Smoker Blames Tobacco Ads at Trial
MIAMI. A cancer victim suing the nation's tobacco companies testified Thursday that ads featuring celebrities like Mickey Mantle and Ted Williams strongly influenced him to begin smoking in the 1950s.
Frank Amodeo, 60, a clockmaker who survived throat cancer, said he still remembers ads featuring doctors, athletes and entertainers proclaiming that smoking was a healthy, enjoyable pastime.
One showed baseball stars Mantle, Williams and Whitey Ford endorsing cigarettes.
"These guys were above-average athletes," Amodeo said. "They smoked, so how could it be bad?"
Amodeo and Mary Farnan, 44, a nurse with lung cancer, are plaintiffs in a class-action lawsuit representing about 500,000 ill Florida smokers.

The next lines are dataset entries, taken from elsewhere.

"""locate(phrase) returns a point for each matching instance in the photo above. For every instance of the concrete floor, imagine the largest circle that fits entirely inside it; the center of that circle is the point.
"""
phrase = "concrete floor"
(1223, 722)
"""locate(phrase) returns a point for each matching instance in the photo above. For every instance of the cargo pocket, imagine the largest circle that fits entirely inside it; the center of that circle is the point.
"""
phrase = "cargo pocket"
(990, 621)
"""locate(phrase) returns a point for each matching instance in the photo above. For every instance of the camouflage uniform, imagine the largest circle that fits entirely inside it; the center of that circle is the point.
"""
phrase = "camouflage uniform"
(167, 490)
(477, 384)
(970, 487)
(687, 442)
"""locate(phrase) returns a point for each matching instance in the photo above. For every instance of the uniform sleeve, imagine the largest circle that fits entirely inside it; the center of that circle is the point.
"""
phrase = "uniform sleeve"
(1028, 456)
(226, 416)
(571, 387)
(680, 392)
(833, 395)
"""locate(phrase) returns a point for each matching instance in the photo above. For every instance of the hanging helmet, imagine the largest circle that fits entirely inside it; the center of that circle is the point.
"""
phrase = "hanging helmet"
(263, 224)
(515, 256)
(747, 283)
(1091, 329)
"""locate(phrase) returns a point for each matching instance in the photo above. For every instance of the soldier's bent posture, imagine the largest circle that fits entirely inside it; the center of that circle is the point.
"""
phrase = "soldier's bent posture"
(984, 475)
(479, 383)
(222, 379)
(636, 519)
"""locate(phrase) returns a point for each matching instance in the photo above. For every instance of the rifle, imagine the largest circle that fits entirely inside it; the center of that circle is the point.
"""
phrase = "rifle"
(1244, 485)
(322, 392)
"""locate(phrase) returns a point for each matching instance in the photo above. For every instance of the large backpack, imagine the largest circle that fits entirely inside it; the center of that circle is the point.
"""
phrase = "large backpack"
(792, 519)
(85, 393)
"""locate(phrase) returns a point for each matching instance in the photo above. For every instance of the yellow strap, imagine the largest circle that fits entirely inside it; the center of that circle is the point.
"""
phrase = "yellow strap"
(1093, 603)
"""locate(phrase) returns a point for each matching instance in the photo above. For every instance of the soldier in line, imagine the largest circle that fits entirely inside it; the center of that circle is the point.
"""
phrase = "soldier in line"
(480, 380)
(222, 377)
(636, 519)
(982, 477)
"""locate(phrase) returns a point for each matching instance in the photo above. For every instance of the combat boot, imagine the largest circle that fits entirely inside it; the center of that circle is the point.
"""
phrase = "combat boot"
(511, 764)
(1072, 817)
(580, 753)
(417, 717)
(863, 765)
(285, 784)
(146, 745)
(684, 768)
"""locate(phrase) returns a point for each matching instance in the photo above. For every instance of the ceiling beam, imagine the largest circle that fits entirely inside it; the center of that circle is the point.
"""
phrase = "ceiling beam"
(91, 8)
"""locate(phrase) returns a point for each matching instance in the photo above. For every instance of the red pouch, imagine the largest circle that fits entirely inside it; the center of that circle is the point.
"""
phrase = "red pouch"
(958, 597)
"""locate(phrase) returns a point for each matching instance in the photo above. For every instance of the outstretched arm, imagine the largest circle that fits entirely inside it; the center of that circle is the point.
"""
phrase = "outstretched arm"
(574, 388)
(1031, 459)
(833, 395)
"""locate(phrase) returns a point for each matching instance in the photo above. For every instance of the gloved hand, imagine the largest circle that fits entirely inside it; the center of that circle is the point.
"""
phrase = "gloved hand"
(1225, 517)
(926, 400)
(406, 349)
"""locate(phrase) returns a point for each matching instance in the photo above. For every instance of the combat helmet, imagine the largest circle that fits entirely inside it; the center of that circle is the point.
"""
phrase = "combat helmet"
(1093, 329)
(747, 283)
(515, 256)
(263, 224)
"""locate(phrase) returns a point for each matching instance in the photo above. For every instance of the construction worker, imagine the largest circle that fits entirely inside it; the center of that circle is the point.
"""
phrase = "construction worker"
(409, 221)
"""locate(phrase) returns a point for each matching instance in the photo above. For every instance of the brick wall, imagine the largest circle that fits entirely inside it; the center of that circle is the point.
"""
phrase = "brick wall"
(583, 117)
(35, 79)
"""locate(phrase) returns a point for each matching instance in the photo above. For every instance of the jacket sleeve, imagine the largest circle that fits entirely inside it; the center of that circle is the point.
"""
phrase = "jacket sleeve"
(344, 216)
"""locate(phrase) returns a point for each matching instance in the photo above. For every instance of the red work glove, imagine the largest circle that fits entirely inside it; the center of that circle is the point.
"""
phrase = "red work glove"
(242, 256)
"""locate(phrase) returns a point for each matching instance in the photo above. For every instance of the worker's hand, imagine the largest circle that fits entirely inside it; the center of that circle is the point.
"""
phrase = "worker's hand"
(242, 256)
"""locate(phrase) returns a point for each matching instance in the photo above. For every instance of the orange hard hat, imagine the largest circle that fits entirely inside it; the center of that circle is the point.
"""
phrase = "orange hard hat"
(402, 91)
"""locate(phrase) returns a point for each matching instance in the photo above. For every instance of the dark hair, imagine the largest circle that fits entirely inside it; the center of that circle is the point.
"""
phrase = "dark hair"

The jury ruled in July that cigarettes are a deadly product and that tobacco companies had engaged in "extreme and outrageous conduct" in selling and marketing. The jury must now decide if smoking and the companies' actions led to Mrs. Farnan and Amodeo's cancer.
If the jury finds that was the case, it could award them damages for their medical expenses, lost wages and suffering.
The jury could then award punitive damages to all of the ill Florida smokers an award that tobacco attorneys fear could reach an industry-crippling $300 billion.